Pocas veces la vida política habrá proporcionado un ejemplo de caradura más espectacular que el que ofreció José María Aznar el pasado viernes en la Convención Nacional del PP cuando afirmó que su Gobierno nunca pretendió negociar con ETA; que sus representantes acudieron a Zúrich únicamente para comprobar si el «movimiento vasco de liberación», como llamó él a ETA entonces, estaba dispuesto a rendirse o no. Pérez Rubalcaba reaccionó rápidamente, ridiculizando la idea de que Aznar hubiera podido enviar a tres de sus asesores principales a Suiza tan sólo para decir a la delegación de ETA, como si fuera un chiste de Gila: «Que pregunta mi jefe que si se rinden. Y que si no, nos vamos».
Pero la cuestión no es que la pretensión de Aznar resulte inverosímil: es que se sabe que es falsa.
El 1 de mayo de 2000, Gara publicó el texto del acta que levantó la representación de ETA de su reunión con los comisionados del Gobierno de Aznar. En aquel acta, se entrecomillaba lo dicho en la reunión por uno de los enviados del Ejecutivo de Madrid: «No pensamos que ETA se va a rendir (...) No venimos a la derrota de ETA». Tras la publicación del documento, miembros tan cualificados del equipo de Aznar como Jaime Mayor Oreja lo comentaron sin desmentir ni una coma de lo que en él se afirmaba.

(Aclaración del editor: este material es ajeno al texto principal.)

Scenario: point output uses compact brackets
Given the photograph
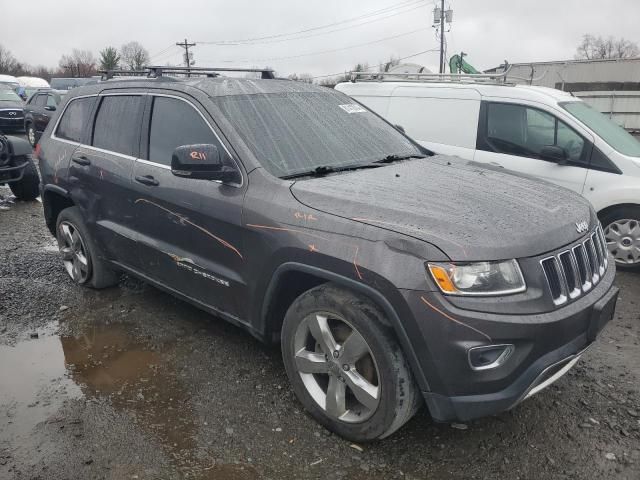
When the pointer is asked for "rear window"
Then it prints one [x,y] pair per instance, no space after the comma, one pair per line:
[75,119]
[117,124]
[291,133]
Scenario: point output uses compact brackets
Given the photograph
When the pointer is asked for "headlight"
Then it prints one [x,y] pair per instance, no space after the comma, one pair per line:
[480,278]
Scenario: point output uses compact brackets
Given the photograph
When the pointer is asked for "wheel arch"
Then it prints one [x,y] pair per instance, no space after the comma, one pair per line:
[275,305]
[54,200]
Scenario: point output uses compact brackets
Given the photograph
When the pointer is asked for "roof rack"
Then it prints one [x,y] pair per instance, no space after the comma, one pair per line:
[158,71]
[498,78]
[492,78]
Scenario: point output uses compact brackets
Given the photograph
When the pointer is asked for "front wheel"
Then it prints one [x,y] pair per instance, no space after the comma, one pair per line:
[345,365]
[622,233]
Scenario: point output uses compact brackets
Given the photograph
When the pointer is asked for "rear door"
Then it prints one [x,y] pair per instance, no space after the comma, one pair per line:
[189,230]
[104,165]
[512,135]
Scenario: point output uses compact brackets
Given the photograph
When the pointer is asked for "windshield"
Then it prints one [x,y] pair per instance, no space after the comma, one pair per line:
[291,133]
[6,94]
[612,133]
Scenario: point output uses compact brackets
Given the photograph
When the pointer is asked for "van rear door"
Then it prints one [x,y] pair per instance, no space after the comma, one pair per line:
[514,136]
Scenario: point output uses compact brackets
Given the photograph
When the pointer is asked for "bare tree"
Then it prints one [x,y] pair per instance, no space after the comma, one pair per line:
[109,59]
[8,63]
[593,47]
[81,63]
[134,55]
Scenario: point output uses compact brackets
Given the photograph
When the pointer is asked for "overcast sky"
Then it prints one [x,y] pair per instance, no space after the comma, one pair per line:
[488,30]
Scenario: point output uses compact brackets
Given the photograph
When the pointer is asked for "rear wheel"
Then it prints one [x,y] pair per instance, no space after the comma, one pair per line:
[622,232]
[28,188]
[345,366]
[79,253]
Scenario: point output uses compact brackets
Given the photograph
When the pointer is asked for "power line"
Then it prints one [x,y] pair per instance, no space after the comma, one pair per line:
[187,56]
[322,52]
[399,59]
[320,27]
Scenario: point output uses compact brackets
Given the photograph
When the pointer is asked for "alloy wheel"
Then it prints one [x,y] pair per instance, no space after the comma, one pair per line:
[74,253]
[337,367]
[623,241]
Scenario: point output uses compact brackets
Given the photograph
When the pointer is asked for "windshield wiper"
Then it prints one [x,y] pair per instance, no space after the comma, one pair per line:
[396,158]
[326,169]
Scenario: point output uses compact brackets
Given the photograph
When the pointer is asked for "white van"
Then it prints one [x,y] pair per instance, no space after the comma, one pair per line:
[534,130]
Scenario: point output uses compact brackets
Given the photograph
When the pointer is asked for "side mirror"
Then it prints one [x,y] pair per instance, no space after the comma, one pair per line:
[203,162]
[553,153]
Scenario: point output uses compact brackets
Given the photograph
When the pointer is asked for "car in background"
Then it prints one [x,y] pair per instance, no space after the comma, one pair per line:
[66,84]
[30,85]
[10,81]
[537,131]
[38,111]
[11,109]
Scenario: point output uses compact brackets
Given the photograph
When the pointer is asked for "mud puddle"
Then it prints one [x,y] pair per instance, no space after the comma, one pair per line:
[38,375]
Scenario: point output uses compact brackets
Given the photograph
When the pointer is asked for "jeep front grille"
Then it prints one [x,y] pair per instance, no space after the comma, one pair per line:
[573,272]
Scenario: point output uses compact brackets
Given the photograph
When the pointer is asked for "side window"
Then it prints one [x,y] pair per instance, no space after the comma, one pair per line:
[75,119]
[175,123]
[524,131]
[40,100]
[51,101]
[117,124]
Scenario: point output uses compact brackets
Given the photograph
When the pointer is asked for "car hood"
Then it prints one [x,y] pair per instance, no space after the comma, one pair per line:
[11,104]
[469,212]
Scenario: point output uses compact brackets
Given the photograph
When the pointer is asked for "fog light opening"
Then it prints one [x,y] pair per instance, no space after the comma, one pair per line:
[488,357]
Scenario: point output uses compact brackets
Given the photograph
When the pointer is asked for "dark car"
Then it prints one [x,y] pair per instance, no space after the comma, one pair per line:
[11,110]
[38,111]
[387,274]
[17,168]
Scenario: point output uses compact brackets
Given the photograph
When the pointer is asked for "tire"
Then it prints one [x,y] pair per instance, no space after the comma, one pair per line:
[28,188]
[80,255]
[350,319]
[622,231]
[31,134]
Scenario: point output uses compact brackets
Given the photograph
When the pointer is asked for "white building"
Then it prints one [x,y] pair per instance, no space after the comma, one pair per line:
[611,86]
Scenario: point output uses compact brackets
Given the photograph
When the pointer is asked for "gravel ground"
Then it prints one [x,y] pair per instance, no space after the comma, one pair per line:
[131,383]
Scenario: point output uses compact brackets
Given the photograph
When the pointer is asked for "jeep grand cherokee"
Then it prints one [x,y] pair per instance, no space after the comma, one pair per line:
[389,275]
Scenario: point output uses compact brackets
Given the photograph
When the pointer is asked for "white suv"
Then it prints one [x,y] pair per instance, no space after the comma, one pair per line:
[533,130]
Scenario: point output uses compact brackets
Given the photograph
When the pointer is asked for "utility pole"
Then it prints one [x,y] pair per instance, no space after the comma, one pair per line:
[441,37]
[187,57]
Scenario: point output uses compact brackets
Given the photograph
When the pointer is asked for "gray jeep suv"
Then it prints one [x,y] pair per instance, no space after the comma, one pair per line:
[389,275]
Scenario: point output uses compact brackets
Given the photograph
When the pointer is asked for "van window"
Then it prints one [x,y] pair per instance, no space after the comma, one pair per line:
[525,131]
[75,118]
[175,123]
[616,136]
[117,124]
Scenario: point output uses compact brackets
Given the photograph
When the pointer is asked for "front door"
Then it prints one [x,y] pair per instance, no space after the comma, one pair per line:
[513,135]
[189,230]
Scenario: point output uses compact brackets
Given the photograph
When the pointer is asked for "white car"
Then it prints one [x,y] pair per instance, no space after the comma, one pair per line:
[533,130]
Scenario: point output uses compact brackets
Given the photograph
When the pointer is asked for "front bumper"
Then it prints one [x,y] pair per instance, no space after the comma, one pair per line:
[546,345]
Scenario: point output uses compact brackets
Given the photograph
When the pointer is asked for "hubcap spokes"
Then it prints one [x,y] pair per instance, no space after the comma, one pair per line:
[623,241]
[330,355]
[73,253]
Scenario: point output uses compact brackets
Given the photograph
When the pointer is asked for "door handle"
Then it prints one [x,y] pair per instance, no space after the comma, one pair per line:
[81,160]
[147,180]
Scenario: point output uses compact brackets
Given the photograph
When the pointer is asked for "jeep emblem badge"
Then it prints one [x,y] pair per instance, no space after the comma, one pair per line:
[582,227]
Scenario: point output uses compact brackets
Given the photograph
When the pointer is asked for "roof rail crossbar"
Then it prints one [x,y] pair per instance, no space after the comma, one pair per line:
[109,74]
[158,71]
[501,77]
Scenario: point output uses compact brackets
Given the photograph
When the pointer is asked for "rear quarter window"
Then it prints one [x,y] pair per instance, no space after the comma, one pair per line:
[75,119]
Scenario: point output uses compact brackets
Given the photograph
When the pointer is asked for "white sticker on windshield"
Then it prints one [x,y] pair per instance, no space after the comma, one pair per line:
[352,108]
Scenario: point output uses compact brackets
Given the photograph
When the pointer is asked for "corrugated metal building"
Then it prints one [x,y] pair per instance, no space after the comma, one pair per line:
[611,86]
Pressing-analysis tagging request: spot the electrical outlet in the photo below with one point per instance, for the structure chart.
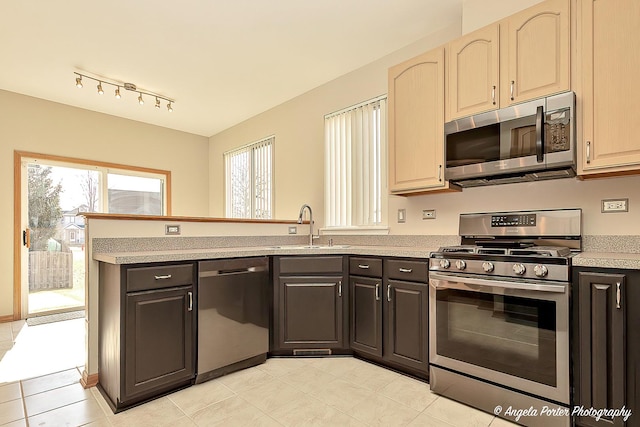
(429, 214)
(615, 205)
(402, 215)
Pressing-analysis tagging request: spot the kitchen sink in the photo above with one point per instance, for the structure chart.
(310, 247)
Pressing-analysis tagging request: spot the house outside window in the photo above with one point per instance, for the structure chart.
(355, 166)
(249, 180)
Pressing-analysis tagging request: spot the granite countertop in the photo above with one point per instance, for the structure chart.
(138, 257)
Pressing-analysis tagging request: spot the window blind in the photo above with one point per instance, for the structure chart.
(249, 180)
(355, 165)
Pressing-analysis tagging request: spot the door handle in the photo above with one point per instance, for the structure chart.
(539, 134)
(26, 238)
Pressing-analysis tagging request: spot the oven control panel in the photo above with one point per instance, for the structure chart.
(520, 220)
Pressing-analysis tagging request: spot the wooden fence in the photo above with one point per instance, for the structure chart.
(50, 270)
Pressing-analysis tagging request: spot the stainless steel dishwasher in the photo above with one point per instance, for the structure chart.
(233, 316)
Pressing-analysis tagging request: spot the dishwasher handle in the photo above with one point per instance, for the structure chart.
(234, 271)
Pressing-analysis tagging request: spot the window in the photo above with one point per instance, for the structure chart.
(355, 165)
(249, 180)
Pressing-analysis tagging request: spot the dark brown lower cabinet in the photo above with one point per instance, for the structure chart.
(146, 341)
(310, 305)
(606, 344)
(389, 317)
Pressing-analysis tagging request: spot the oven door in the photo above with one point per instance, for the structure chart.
(511, 333)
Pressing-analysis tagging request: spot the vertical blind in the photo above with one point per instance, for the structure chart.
(355, 165)
(249, 180)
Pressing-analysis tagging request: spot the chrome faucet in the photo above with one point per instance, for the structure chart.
(305, 206)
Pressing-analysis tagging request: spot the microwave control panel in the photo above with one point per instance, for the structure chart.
(521, 220)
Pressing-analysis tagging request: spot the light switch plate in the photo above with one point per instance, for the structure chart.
(402, 215)
(615, 205)
(429, 214)
(172, 230)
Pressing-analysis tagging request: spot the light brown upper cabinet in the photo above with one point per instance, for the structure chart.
(608, 61)
(535, 52)
(416, 124)
(473, 71)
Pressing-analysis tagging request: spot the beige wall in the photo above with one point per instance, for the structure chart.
(299, 129)
(36, 125)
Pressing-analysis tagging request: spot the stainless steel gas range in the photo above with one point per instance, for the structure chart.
(499, 314)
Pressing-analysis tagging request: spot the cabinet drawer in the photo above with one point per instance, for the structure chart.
(369, 267)
(157, 277)
(310, 265)
(412, 271)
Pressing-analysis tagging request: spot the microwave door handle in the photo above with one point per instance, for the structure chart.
(540, 134)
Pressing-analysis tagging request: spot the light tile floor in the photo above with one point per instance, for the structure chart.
(338, 391)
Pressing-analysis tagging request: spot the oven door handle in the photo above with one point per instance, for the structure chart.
(442, 281)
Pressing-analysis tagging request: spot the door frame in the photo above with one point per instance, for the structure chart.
(18, 157)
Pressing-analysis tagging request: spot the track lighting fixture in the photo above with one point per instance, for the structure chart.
(128, 86)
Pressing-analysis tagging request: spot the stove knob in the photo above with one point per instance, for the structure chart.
(519, 269)
(487, 267)
(540, 270)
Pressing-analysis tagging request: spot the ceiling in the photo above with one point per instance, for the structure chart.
(222, 61)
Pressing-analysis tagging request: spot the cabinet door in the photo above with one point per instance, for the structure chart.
(311, 312)
(416, 124)
(407, 324)
(366, 315)
(537, 56)
(600, 354)
(609, 65)
(159, 340)
(473, 71)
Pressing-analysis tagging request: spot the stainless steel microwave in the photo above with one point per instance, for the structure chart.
(531, 141)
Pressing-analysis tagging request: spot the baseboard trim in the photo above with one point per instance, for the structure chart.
(88, 381)
(5, 319)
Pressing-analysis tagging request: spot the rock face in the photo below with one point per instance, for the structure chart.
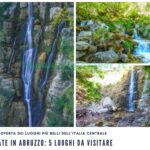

Hay documentación abundante de la época que revela que el entonces presidente del Gobierno era partidario de hacer exactamente lo mismo que pretende ahora Zapatero, a saber: de un lado, negociar con ETA su abandono de las armas; del otro, aceptar la creación de foros de discusión política con presencia de la izquierda abertzale. El 2 de mayo de 2000, El Mundo, que tenía por entonces cauces de comunicación privilegiados con el Gobierno de Aznar y con el propio Aznar, publicó un editorial titulado «Cuando ETA da tantas explicaciones, mala cosa», en el que decía: «El escrito que ETA elaboró a modo de acta de la reunión viene a reconocer que aquella conversación fue un perfecto diálogo para besugos: los enviados del Gobierno repitieron por activa y por pasiva su mensaje –en resumen: que querían establecer un cauce de diálogo con la banda terrorista que permitiera abordar el cese definitivo de la violencia–, en tanto los representantes de ETA insistieron una y otra vez en que lo que querían era que se les dijera si el Gobierno estaba dispuesto a aceptar “el proceso en curso en Euskal Herria”, es decir, el derecho de autodeterminación.» Y proseguía: «ETA demostró que ese diálogo le quedaba muy grande. No entendió que aquel no podía ser de ningún modo un foro para debatir problemas de estrategia política, porque para eso están las organizaciones políticas –incluidas las de la propia izquierda abertzale– y las instituciones democráticas.»
El Mundo marcaba claramente el planteamiento que ahora se llama «de dos mesas»: una, del Gobierno con ETA, para negociar el cese de la violencia; otra, entre las organizaciones políticas «incluidas las de la propia izquierda abertzale» para «debatir problemas de estrategia política» (entre los que el diario citaba la propia autodeterminación).
A mí no me inquieta que haya políticos como Aznar, capaces de negar lo que sea (o, a la inversa, de afirmarlo: recuérdese con que énfasis sostuvo que tenía pruebas concluyentes de que Sadam Husein contaba con armas de destrucción masiva). A mí lo que me preocupa realmente es que la falta de memoria de la sociedad, con los grandes medios de comunicación a su cabeza, llegue al extremo de tolerar que un dirigente político pueda sostener que hizo lo contrario de lo que hizo y no se le abrume con las pruebas incontestables de su falsedad, dejándolo en el ridículo y obligándolo a abandonar la escena.
Pero no nos llamemos a engaño: la falta de memoria de la sociedad es resultado del trabajo consciente e interesado de quienes se dedican a diario al borrado de la memoria colectiva.